7. Le maître d'oeuvre est responsable, même en l'absence de faute, des dommages causés aux tiers par l'exécution de travaux publics, à moins que ces dommages ne soient imputables à un cas de force majeure ou à une faute de la victime.

8. Pour écarter le moyen tiré de ce que la crue de 2011 serait imputable à un cas de force majeure, le juge des référés de la cour administrative d'appel de Lyon s'est fondé sur la circonstance que les travaux auxquels la société Hydrétudes avait participé avaient pour finalité d'éviter une inondation consécutive à une crue présentant les caractéristiques exceptionnelles décrites dans la note produite par cette société. La société Hydrétudes n'est dès lors pas fondée à soutenir que son ordonnance serait entachée d'insuffisance de motivation.
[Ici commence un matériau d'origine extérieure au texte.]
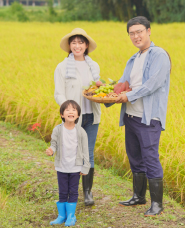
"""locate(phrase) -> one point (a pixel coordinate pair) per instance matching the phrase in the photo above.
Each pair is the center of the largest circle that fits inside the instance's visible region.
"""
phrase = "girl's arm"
(54, 138)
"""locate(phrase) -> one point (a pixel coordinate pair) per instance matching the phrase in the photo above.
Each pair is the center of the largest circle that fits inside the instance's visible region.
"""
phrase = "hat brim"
(65, 45)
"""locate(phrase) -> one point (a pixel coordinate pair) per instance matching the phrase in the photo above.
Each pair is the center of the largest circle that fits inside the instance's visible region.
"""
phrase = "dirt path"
(32, 190)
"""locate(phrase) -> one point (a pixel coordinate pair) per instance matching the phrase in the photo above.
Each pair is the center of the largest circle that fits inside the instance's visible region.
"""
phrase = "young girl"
(70, 143)
(76, 71)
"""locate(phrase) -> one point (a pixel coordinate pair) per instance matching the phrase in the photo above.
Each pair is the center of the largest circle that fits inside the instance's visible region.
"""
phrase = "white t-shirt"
(136, 76)
(83, 70)
(69, 151)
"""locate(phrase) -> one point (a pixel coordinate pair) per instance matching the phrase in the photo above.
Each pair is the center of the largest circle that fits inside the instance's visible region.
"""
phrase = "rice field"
(29, 54)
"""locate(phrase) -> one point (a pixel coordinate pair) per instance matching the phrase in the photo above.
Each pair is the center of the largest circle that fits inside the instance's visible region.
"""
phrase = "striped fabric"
(70, 68)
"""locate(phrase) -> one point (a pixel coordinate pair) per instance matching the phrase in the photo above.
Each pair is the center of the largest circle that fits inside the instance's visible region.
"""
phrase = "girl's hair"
(74, 105)
(139, 20)
(82, 39)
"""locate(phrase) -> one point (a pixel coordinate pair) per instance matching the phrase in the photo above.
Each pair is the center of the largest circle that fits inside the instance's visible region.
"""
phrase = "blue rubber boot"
(61, 214)
(71, 218)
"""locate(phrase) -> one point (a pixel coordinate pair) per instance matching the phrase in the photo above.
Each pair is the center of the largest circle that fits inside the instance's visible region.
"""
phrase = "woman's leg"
(87, 181)
(63, 196)
(91, 130)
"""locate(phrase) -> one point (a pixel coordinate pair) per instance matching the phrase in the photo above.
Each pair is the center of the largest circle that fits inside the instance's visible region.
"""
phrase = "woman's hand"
(49, 151)
(121, 98)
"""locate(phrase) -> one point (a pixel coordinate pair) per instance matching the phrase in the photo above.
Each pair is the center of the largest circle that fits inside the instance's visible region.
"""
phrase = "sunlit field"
(29, 54)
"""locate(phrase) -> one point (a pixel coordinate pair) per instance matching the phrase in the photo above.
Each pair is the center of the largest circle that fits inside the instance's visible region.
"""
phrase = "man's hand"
(49, 151)
(122, 98)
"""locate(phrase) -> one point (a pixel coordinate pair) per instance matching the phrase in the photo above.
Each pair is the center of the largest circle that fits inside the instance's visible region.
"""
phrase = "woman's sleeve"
(59, 93)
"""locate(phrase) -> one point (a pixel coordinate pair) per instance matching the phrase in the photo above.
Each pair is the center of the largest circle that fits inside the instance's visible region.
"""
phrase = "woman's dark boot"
(139, 188)
(156, 194)
(87, 182)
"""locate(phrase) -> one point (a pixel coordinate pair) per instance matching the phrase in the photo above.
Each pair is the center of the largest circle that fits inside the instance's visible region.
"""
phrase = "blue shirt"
(155, 85)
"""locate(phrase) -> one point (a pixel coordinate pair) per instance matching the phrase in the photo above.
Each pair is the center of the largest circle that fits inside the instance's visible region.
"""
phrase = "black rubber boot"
(139, 188)
(87, 182)
(156, 194)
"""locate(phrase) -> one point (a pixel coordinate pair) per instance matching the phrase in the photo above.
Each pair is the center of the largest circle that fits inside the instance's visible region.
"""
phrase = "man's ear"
(149, 31)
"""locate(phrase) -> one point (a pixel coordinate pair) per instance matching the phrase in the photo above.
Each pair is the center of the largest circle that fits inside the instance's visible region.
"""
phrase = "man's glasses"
(139, 32)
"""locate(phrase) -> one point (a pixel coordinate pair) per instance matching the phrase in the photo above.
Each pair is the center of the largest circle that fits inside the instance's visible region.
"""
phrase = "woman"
(76, 71)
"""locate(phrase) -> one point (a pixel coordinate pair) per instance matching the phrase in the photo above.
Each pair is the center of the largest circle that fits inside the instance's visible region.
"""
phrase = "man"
(143, 113)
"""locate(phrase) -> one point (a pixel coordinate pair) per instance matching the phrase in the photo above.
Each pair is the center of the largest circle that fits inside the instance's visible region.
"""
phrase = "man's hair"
(83, 39)
(74, 105)
(140, 20)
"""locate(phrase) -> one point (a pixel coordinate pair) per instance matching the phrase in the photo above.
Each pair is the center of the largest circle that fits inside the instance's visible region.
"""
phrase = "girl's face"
(78, 47)
(70, 114)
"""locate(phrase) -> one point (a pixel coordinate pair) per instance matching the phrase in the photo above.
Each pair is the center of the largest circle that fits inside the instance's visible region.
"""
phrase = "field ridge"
(28, 191)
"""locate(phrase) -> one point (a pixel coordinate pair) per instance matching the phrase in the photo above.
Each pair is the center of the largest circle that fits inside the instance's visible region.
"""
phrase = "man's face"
(140, 36)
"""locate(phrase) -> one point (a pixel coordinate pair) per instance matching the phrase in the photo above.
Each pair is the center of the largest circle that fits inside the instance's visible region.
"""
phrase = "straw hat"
(77, 31)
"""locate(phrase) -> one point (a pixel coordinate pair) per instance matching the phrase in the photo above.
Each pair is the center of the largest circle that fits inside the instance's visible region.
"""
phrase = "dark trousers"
(142, 144)
(68, 186)
(91, 130)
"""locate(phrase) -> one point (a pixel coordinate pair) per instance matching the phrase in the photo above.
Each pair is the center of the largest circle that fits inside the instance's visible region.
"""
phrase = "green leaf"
(110, 80)
(93, 83)
(102, 81)
(85, 87)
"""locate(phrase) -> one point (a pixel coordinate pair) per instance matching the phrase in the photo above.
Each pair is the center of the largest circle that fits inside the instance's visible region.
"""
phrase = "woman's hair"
(140, 20)
(82, 39)
(74, 105)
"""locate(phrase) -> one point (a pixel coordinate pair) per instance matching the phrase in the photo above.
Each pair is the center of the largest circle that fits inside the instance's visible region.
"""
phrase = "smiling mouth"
(70, 116)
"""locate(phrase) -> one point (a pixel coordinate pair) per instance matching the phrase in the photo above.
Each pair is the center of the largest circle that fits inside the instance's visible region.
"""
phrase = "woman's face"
(78, 47)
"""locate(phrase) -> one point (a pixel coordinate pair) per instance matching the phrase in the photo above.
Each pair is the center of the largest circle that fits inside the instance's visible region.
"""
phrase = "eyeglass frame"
(139, 32)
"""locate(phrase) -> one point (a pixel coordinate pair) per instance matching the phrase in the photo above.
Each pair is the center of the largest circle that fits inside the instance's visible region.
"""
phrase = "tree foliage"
(163, 11)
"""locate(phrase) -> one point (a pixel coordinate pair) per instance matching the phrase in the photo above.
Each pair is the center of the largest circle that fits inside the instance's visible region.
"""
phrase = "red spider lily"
(35, 126)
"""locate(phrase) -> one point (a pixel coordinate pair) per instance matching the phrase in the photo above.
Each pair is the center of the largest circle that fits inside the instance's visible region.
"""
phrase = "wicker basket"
(99, 99)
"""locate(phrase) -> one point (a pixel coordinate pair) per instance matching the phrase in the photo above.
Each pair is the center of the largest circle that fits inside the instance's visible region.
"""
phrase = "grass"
(29, 191)
(29, 55)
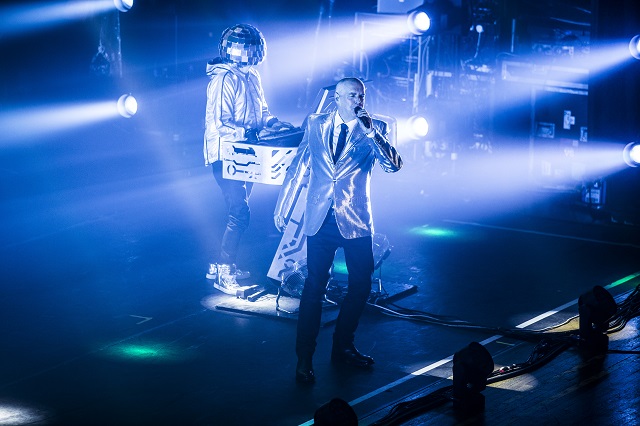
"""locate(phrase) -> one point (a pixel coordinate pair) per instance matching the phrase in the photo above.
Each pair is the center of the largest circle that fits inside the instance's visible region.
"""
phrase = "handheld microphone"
(365, 120)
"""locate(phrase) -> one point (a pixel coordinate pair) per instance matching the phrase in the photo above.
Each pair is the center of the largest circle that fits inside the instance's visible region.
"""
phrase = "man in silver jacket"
(337, 214)
(236, 111)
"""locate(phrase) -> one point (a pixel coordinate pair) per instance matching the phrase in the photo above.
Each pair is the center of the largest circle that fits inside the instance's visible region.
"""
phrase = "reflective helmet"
(243, 44)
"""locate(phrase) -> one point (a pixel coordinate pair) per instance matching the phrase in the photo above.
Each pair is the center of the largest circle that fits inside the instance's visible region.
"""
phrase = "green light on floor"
(339, 268)
(152, 352)
(135, 351)
(429, 231)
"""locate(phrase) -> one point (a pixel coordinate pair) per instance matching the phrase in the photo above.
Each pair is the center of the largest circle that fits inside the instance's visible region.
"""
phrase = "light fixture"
(471, 368)
(595, 309)
(634, 46)
(418, 21)
(417, 127)
(123, 5)
(127, 105)
(631, 154)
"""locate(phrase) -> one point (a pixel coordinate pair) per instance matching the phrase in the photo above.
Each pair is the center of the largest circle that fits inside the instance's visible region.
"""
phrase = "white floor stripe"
(484, 343)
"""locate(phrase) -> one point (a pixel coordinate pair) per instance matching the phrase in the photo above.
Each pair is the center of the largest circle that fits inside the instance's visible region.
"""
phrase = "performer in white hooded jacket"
(236, 111)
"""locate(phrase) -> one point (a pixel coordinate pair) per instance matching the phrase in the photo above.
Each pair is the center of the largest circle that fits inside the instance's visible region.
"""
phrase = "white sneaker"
(225, 281)
(212, 273)
(239, 273)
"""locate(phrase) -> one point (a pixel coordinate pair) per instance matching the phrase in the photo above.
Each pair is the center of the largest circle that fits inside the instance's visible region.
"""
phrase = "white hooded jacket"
(235, 103)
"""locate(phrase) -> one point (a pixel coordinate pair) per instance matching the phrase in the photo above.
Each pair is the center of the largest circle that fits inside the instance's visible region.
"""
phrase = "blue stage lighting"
(634, 47)
(127, 106)
(418, 127)
(123, 5)
(631, 154)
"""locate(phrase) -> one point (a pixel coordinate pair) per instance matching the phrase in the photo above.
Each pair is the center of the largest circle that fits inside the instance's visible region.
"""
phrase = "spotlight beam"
(23, 19)
(30, 123)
9. Si le juge des référés a aussi mentionné qu'une crue semblable était survenue en 2018, il n'a relevé cette circonstance qu'à titre surabondant. Par suite, la société Hydrétudes ne saurait utilement soutenir que le juge des référés aurait commis une erreur de droit en se fondant sur un événement postérieur à la crue de 2011 pour en déduire que cette crue était prévisible.

10 Il résulte de tout ce qui précède qu'en regardant comme non sérieusement contestable la créance de la société Axeria Iard, le juge des référés de la cour administrative d'appel de Lyon n'a pas inexactement qualifié les faits de l'espèce. Il suit de là que la société Hydrétudes n'est pas fondée à demander l'annulation de l'ordonnance qu'elle attaque.

Sur les frais de l'instance :

11. Les dispositions de l'article L. 761-1 du code de justice administrative font obstacle à ce qu'une somme soit mise à la charge de la société Axeria Iard qui n'est pas, dans la présente instance, la partie perdante. En revanche, il y a lieu, dans les circonstances de l'espèce, de mettre à la charge de la société Hydrétudes la somme de 3 000 euros à verser à la société Axeria Iard au titre des mêmes dispositions.

D E C I D E :

--------------

Article 1er : Le pourvoi de la société Hydrétudes est rejeté.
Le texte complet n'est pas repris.